In his lifetime, Kurt Atterberg (1887-1974) was one of the most performed Swedish composers, at home and on the Continent. He attracted special attention when his sixth symphony, the Dollar Symphony, won an international competition sponsored by the Columbia Graphophone Company in 1928. Swedish folk music influences were a major element in many of Atterberg's orchestral works.

 

Kurt Atterberg (1887-1974). Photo: Svensk Pressfoto


Ture Rangström (1884-1947) also wrote massive symphonies and other works for the orchestra, but is most known for his dramatic songs, revealing an unsurpassed insight into the demands and potential of vocal music. He was himself a trained singer and singing teacher and his songs are included in the repertoires of all Swedish singers, not least Birgit Nilsson and Anne Sofie von Otter.

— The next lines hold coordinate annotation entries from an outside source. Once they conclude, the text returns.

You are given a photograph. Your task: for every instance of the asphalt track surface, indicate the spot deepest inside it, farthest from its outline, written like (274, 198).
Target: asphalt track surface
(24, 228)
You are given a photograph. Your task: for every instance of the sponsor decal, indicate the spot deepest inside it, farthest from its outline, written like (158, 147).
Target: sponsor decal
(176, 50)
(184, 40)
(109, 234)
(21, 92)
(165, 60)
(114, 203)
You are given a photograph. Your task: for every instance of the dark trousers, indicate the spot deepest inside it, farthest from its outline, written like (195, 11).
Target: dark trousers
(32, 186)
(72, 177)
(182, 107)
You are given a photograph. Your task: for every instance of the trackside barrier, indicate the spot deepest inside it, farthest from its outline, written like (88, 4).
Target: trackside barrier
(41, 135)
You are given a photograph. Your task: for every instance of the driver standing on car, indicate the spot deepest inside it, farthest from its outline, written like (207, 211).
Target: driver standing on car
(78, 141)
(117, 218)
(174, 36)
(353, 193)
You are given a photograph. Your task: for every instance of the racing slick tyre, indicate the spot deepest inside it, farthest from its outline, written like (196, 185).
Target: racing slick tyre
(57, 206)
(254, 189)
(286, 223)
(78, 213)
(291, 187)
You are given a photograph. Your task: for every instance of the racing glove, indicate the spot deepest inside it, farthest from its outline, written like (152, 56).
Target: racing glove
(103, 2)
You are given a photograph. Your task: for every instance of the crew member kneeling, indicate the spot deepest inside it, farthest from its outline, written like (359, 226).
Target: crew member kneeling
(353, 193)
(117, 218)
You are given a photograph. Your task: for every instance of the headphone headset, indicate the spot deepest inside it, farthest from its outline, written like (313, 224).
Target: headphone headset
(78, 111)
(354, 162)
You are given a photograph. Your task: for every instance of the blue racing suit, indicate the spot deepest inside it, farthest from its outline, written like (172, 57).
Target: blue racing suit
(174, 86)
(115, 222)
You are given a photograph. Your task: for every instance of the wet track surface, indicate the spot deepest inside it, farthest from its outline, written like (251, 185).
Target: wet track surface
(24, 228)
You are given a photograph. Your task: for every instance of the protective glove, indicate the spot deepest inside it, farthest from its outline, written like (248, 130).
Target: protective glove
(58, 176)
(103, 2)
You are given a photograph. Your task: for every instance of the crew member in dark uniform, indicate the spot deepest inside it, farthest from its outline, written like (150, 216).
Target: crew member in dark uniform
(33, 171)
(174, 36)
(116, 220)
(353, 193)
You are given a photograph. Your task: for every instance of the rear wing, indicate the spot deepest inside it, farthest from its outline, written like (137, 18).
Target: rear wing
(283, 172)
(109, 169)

In contrast to these often romantic ecstatics, Wilhelm Stenhammar (1871-1927) seems a sober and business-like classicist, whose technical skill and safe, aristocratic taste place him in a category of his own. His six string quartets are exceptional and his two symphonies and two piano concertos masterful, as is the almost impressionistically glowing orchestral serenade. His songs have stature and class. In addition to composing, he was also one of the most prominent pianists of his day and a far-seeing conductor who brought to Göteborg numerous first-performances of European avant-garde compositions.

The first modernists

The ever-curious Stenhammar supported his younger colleagues even when not seeing eye-to-eye with them regarding musicality. Hilding Rosenberg (1892-1985) was one such innovator; when European borders reopened after the First World War, he was quick to absorb all kinds of modernity - to the horror of his countrymen, especially Peterson-Berger, the critic, who thunderously decried such madness. In his extremely long career, Rosenberg was able to witness how the musical breeding ground radically changed with time. The scandal greeting his first string quartet had transformed into reverence and national acclaim by the time he produced his twelfth and last. This series of quartets has no match in the modern era and is as strongly established as Stenhammar's. Rosenberg composed in all the genres of his time and his symphonies, solo concertos and major oratorios (Holy Night, The Revelation of St. John) are still regularly performed.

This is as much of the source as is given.